Au sein de chaque régime obligatoire, chacun doit avoir la possibilité d’obtenir une retraite non réversible ou une retraite réversible. Pour cela, le coût de la réversibilité serait imputé sur le montant de la retraite de l’intéressé et non plus via une mutualisation générale.

Ainsi les droits à réversion doivent être servis sans la moindre condition de ressources.

Enfin, la réversibilité devrait également être élargie au concubin et au partenaire de PACS.

(Extrait du Livre Blanc Assurés, Entreprises, Opérateurs, Etats, Tous acteurs de la protection sociale – Décembre 2014)

S'agissant des affiliés du régime général, il convient d'ajouter également la pension de réversion des régimes complémentaires qui représente une part importante de la retraite des pensionnés du secteur privé. Ainsi, en moyenne, pour un salarié du secteur privé, la pension versée par la caisse nationale d'assurance vieillesse (CNAV) représente 60 % de la pension contre 40 % pour l'association générale des institutions de retraite des cadres (AGIRC) et l'association pour le régime de retraite complémentaire des salariés (ARRCO).

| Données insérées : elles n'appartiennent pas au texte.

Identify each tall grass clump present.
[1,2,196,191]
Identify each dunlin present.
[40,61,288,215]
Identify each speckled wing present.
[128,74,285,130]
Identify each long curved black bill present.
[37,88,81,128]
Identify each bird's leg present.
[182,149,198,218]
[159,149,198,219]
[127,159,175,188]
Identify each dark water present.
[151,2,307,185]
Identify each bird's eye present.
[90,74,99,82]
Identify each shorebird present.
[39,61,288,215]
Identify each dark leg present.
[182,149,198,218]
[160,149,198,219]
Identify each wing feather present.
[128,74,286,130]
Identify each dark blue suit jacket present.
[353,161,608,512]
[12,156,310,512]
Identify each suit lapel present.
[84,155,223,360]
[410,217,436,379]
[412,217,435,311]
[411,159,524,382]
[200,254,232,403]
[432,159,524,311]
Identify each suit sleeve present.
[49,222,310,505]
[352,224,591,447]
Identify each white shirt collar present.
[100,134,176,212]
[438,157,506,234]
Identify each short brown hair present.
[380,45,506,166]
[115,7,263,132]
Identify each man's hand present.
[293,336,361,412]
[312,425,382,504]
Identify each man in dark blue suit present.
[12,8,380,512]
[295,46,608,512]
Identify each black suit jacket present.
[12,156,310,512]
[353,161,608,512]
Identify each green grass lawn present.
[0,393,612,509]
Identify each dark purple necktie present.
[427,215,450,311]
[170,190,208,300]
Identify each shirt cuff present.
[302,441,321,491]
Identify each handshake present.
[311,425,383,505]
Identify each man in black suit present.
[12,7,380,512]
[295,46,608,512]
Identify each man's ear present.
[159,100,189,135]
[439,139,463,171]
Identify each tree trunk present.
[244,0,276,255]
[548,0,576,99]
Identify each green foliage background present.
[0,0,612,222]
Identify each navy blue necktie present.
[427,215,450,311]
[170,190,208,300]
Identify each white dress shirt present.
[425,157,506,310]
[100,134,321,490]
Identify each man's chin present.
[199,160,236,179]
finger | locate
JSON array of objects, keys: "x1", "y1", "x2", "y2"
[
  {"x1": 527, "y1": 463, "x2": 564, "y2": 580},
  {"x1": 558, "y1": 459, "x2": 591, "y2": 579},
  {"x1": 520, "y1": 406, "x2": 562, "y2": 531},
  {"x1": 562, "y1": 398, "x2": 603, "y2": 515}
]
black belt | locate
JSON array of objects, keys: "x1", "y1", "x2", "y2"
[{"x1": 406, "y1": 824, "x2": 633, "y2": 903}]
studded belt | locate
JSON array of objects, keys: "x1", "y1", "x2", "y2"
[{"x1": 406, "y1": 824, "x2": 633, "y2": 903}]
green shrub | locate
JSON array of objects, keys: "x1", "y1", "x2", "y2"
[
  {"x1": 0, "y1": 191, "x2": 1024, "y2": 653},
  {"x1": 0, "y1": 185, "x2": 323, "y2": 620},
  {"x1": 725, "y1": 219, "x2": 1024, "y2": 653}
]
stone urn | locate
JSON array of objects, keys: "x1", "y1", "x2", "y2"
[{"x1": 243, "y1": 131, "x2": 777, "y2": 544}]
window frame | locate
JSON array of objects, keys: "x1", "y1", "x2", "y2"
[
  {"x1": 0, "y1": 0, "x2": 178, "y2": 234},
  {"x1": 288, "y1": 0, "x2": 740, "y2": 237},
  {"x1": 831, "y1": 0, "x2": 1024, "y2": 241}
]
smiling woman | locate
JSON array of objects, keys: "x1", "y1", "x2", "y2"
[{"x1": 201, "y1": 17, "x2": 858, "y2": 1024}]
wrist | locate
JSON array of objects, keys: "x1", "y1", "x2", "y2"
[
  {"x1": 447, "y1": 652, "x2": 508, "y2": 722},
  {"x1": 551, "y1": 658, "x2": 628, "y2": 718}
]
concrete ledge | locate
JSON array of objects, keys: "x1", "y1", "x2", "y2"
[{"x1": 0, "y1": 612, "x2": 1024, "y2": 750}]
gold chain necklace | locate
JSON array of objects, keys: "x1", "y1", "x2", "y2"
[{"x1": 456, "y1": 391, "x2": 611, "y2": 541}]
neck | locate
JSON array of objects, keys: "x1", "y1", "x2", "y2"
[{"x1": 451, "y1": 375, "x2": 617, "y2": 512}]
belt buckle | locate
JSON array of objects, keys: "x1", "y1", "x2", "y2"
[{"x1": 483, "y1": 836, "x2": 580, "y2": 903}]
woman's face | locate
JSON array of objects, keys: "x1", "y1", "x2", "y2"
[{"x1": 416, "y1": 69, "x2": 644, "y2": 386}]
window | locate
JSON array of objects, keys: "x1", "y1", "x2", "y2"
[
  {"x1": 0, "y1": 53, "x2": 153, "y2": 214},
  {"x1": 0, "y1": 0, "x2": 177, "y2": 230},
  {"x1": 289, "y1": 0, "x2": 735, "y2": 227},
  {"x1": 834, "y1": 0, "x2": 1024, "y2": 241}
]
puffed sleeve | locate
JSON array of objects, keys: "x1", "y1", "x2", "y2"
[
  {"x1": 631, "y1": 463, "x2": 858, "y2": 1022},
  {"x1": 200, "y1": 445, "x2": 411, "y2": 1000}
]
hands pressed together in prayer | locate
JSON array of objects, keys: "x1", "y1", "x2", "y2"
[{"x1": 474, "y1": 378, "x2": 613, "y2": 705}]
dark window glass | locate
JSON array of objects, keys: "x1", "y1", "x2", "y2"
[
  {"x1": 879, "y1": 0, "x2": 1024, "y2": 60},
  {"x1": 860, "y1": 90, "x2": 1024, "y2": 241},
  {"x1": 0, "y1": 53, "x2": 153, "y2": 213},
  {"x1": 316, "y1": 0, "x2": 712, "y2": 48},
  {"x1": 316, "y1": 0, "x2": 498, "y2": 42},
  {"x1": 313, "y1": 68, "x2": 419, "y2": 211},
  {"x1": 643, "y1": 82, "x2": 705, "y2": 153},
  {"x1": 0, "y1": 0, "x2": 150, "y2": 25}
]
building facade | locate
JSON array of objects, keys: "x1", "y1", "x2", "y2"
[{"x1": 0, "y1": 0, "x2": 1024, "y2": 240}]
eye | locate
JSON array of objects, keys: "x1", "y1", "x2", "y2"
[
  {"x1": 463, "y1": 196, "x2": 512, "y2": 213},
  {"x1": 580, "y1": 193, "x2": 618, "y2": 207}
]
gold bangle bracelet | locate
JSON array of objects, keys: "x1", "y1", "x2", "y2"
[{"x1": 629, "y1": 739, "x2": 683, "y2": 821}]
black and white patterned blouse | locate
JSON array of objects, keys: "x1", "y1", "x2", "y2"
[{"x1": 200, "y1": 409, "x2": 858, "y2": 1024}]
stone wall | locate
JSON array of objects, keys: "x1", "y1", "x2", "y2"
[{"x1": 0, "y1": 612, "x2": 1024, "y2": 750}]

Différences de règles. Ces différences de règles entre régimes portent tant sur le montant que sur les conditions d'attribution de la pension de réversion :

- chaque ayant cause d'un régime spécial peut bénéficier de 50 % de la pension du conjoint décédé. Le montant de la pension de réversion du régime général de base varie quant à elle en fonction des ressources de l'ayant cause : le taux de réversion peut varier de 60 % à 54 %, la pension pouvant également être écrêtée si ses revenus dépassent 1 634,53 euros par mois en 2014 pour une personne seule et 2 615,25 euros par mois pour un ménage. Les ayants cause disposant de revenus élevés bénéficient en revanche de la pension de réversion AGIRC-ARRCO qui n'est pas soumise à des conditions de ressources et est égale à 60 % de la pension AGIRC-ARRCO du conjoint décédé ;

- le versement de la pension de réversion des régimes spéciaux est subordonné à la situation maritale de l'ayant cause (la pension est suspendue s'il vit en état de concubinage notoire ou s'il s'est remarié) et à des conditions d'antériorité du mariage. Ces conditions n'existent pas dans le régime général qui se fonde avant tout sur les ressources de l'ayant cause. Elles sont présentes en revanche à l'AGIRC et à l'ARRCO. Le régime général et l'AGIRC-ARRCO appliquent de plus une condition d'âge : le bénéficiaire d'une pension de réversion ne peut percevoir cette pension qu'à partir de 55 ans, l'assuré pouvant prétendre à l'assurance veuvage avant cet âge.

Pourquoi un rapport ? Les règles de la réversion présentent ainsi des différences notables entre les régimes, sans qu'il soit possible de conclure au caractère globalement avantageux d'un système par rapport à l'autre. Face à cette situation, le législateur a demandé, précise le gouvernement, la rédaction d'un rapport sur les avantages conjugaux, dans une double intention :

- établir un état des lieux de la réversion dans l'ensemble des régimes de retraite de base et complémentaires au regard des objectifs de cette prestation ainsi que son articulation avec d'autres prestations veuvage ;

- proposer, en fonction des objectifs assignés à la pension de réversion, des pistes d'évolution portant notamment sur une plus grande convergence des paramètres d'ouverture du droit à pension de réversion et de calcul des droits servis et d'une meilleure prise en compte du niveau de vie des conjoints survivants.

Un travail approfondi d'analyse est en cours de réalisation, en raison de la complexité des règles, des situations différenciées qu'elles induisent et du poids des dispositifs de réversion. Tous régimes confondus, 4,2 millions de personnes étaient titulaires d'une pension de retraite de droit dérivé au 31 décembre 2011. Parmi ces retraités, 1,1 million de personnes percevaient uniquement une pension au titre de la réversion conclut le Ministre.